Popper Bead spoke up.
“What is wrong with her? I told you not to come down here! This is a terrible place!”

Farfalla still hated Popper Bead, but she had to give her credit. Popper had done her best to warn them against coming down here. Nobody had paid a bit of attention to Popper’s warnings.

Gavin glanced at his wristwatch. “Look, I hate to say this, but I need to leave this place right away. There’s a major panel this morning, sponsored by LOXY. Fabio Mascherati of LOXY is chairing that panel. Fabio’s a personal friend. He would take it badly if I didn’t show up.”

“All those Futurists are sure to start late,” Farfalla told him.

“I’m already late. You ladies can sort this out. I have no choice here, I really have to go.”

Gavin Tremaine vaulted up the stairs, jumping them two at a time. He vanished from the dungeon, as if he had never existed.

Farfalla looked at the other women. Well, here they were. Three women in the dungeon of pain, where no woman ever wanted to be.

Three women? No, four women. Because a woman had owned that suitcase.

8
I speak Portuguese

9
“I’m sorry, but Dr. Malaparte is not here. She is in Anacapri, and will not be here until tomorrow.”

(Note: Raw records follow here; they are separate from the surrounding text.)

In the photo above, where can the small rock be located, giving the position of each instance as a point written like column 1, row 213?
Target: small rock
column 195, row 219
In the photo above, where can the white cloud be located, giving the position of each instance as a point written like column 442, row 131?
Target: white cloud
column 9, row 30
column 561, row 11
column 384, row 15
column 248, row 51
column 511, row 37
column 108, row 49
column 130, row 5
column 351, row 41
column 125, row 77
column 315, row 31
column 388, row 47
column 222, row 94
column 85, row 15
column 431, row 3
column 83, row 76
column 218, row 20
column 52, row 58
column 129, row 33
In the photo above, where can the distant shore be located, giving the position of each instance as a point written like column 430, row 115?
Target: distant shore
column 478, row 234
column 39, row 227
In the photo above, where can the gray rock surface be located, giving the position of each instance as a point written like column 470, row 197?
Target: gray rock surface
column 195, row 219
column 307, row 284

Chapter Seven: Tomorrow’s Trends in Web Couture

Gavin had assumed that preaching in a chapel would be easy. But the acoustics in the medieval chapel were dreadful. It had something to do with the host of display screens.

Gavin sat in the front row, but still couldn’t follow the rapid Italian of the panelists. He slipped translation headphones over his ears. Most of the other Futurists were also wearing headphones. Everyone alone together, in his or her own private world.

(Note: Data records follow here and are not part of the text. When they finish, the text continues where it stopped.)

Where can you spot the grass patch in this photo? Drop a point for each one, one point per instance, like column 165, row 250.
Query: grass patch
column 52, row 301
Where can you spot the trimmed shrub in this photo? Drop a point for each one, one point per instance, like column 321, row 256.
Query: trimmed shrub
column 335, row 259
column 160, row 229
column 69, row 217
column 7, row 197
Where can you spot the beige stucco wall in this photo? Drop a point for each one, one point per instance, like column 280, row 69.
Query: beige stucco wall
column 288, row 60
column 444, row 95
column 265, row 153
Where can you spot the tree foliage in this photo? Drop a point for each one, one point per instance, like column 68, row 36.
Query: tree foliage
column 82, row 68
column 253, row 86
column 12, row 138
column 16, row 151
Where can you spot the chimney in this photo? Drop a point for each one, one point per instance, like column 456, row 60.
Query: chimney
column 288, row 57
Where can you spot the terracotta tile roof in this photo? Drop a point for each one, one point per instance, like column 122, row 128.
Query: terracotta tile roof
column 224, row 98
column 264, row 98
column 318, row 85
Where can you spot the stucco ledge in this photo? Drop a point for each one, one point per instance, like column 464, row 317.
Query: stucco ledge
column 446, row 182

Fabio Mascherati was this panel’s moderator. Fabio had personally picked the guests for LOXY’s major panel on future fashion trends. Fabio’s favorite fashion “thought leaders” did not look very fashionable. They wore neat, black European intellectual’s clothes, and looked like cut-out cartoons.

There was a philosopher on Fabio’s panel, because every Italian cultural panel had to have a philosopher. There was a television host who made Italian fashion documentaries. There was a sober female politician from Brussels. Her European committee handed out grants to “centers of regional excellence.” Centers like Milan, for instance, the home of LOXY.

There was also one Paris fashionista, sitting on stage like a hostage. In European high fashion, Milan and Paris had it in for each other. They were like Apple and Microsoft.

Europeans could be scary people. They said such nice, sweet, guarded, phony things about one another in public. Intellectual European panels like this one were about Europeans assuring themselves, over and over, that they wouldn’t massacre each other anymore.